Research Project: Precipitation and Irrigation Management to Optimize Profits from Crop Production

Location: Soil and Water Management Research

Title: Comparison of stationary and mobile canopy sensing systems for maize and soybean in Nebraska, USA

item BHATTI, SANDEEP - University Of Nebraska
item HEEREN, DEREK - University Of Nebraska
item O`Shaughnessy, Susan
item Evett, Steven - Steve
item MAGUIRE, MITCHELL - University Of Nebraska
item KASHYAP, SURESH - University Of Nebraska
item NEALE, CHRISTOPHER - University Of Nebraska

Submitted to: Applied Engineering in Agriculture
Publication Type: Peer Reviewed Journal
Publication Acceptance Date: 1/27/2022
Publication Date: 2/10/2022
Citation: Bhatti, S., Heeren, D.M., O'Shaughnessy, S.A., Evett, S.R., Maguire, M.S., Kashyap, S.P., Neale, C.M. 2022. Comparison of stationary and mobile canopy sensing systems for maize and soybean in Nebraska, USA. Applied Engineering in Agriculture. 38(2):331-342.

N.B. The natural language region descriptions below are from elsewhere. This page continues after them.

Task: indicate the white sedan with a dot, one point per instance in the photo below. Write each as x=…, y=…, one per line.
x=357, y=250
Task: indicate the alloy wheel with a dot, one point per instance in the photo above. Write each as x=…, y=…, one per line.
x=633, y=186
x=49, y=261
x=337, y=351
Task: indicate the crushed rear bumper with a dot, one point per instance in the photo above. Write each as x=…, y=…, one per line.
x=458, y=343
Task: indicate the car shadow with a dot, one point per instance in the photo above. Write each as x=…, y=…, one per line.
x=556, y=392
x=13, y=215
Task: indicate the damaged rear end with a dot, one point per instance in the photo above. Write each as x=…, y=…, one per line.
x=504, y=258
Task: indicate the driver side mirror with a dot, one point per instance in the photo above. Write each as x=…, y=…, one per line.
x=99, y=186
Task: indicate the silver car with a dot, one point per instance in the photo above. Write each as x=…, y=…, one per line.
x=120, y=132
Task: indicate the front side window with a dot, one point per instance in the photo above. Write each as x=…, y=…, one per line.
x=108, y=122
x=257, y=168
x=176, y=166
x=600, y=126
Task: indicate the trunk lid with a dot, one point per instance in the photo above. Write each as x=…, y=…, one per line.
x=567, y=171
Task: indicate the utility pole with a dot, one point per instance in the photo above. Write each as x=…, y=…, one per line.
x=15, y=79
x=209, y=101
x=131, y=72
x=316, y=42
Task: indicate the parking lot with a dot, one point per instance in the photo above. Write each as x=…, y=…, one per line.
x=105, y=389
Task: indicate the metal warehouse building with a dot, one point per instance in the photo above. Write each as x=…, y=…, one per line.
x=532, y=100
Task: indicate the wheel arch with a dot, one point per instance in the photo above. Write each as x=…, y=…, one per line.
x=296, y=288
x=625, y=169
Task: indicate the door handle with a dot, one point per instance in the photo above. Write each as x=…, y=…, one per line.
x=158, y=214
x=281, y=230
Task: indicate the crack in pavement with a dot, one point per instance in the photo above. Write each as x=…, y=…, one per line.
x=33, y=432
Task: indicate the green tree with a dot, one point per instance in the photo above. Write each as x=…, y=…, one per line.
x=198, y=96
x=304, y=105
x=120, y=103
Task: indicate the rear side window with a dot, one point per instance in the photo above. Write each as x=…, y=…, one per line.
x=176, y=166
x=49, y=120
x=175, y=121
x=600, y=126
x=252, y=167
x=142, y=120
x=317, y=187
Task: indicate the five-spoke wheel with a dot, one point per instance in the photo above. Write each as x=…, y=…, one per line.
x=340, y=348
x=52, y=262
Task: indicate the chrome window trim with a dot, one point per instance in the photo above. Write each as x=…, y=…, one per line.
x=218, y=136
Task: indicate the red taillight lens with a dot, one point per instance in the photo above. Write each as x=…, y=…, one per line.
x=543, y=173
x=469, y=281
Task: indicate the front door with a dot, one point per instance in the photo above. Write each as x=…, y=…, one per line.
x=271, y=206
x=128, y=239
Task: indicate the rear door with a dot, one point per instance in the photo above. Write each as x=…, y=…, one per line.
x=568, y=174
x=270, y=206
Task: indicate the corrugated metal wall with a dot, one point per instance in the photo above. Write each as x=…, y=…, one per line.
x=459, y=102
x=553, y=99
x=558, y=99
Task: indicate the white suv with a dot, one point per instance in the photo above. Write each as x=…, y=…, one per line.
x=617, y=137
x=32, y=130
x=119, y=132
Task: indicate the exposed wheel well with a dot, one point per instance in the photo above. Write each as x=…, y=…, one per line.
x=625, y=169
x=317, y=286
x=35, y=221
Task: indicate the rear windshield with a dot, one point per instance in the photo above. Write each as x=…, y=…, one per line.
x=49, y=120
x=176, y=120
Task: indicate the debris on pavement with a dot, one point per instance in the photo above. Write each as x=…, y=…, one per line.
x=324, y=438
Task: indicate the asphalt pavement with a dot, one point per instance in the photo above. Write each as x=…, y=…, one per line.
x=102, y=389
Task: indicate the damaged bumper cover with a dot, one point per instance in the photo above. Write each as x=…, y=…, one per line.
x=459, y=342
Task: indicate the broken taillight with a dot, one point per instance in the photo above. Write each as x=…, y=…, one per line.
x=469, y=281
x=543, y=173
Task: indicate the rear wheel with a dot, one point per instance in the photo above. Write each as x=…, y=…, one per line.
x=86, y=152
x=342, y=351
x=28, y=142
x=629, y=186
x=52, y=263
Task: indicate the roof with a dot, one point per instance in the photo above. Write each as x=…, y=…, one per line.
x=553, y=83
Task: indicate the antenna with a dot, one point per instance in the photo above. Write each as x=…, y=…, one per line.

Interpretive Summary: Freshwater available for irrigation is decreasing, especially in regions where water for irrigation is from aquifers with limited recharge like the Ogallala; therefore, there is a need to maximize the efficient use of irrigation water. There is growing interest in using feedback from plant sensors to monitor crop canopy temperature to aid irrigations scheduling, primarily infrared thermometers (IRTs) mounted on ground-based platforms. However, sensor use on such platforms is not widely practiced and there is some skepticism about the practicality of ground-based platforms relative to satellite or aerial platforms. In this study, researchers at the University of Nebraska and ARS-Bushland compared measurements of canopy temperature from IRTs mounted on the sprinkler lateral with measurements of IRTs that were stationary in the field, and with measurements from a thermal camera mounted on an unmanned aerial system (UAS). Results showed that canopy temperature measurements from the IRTs mounted on the sprinkler lateral were similar to those from stationary IRTs in the field when the sprinkler traveled in a dry mode viewing the same area of canopy. Canopy temperature measurements from the UAS disagreed with those from the IRTs by approximately 7 degrees F. Differences in canopy temperature between the UAS and the IRTs may be due to differences in pixel size and field-of-view; further investigation is required. Additional research is required on the application of spectral radiometers mounted on a moving ground-based platform for the purpose of aiding in irrigation scheduling; these results should instill confidence in researchers and others to utilize a moving sprinkler system as a platform for IRTs for the purpose of monitoring crop canopy temperature.

Technical Abstract: Irrigation can potentially be better managed by utilizing data collected from various sensors installed on different platforms. The accuracy and repeatability of each data source are important considerations when selecting a sensing system suitable for irrigation management. This study compared data from multispectral (MS) and thermal sensors mounted on different platforms to investigate their comparative usability and accuracy with regard to irrigation management. The different sensor platforms included stationary posts fixed on the ground, the lateral of a center pivot irrigation system, unmanned aircraft systems (UAS), and Planet satellites. The data from MS sensors were used to compute the Normalized Difference Vegetation Index (NDVI) and Soil Adjusted Vegetation Index (SAVI). Field conditions included rainfed and irrigated treatments. Irrigation was applied according to a spatial evapotranspiration model informed with Planet satellite imagery. The NDVI and SAVI curves computed from the different sensing systems exhibited similar patterns and were able to capture differences between the rainfed and irrigated treatments during senescence. Strong correlations were observed for canopy temperature measurements between the stationary and pivot-mounted infrared thermometer (IRT) sensors when scans were done with no irrigation application (dry scans). The best correlation was obtained for the maize irrigated crop, which yielded correlation coefficient of 0.99, RMSE of 0.4 degrees C, and MAE of 0.3 degrees C. The correlation between UAS and pivot-mounted thermal sensors for dry scan data was weak with coefficient correlation equal to 0.26 to 0.28, larger RMSE values of 3.7 degrees C and MAE values of 3.4 degrees C. Secondary analysis between thermal data from stationary and pivot-mounted IRTs collected during wet scans (during an irrigation event) demonstrated reduced canopy temperature from pivot-mounted IRTs by approximately 2 degrees C for soybean due to wetting of the canopy by the irrigation. Understanding the performance of these sensor systems is valuable in configuring practical design and operational considerations when using sensor feedback for irrigation management.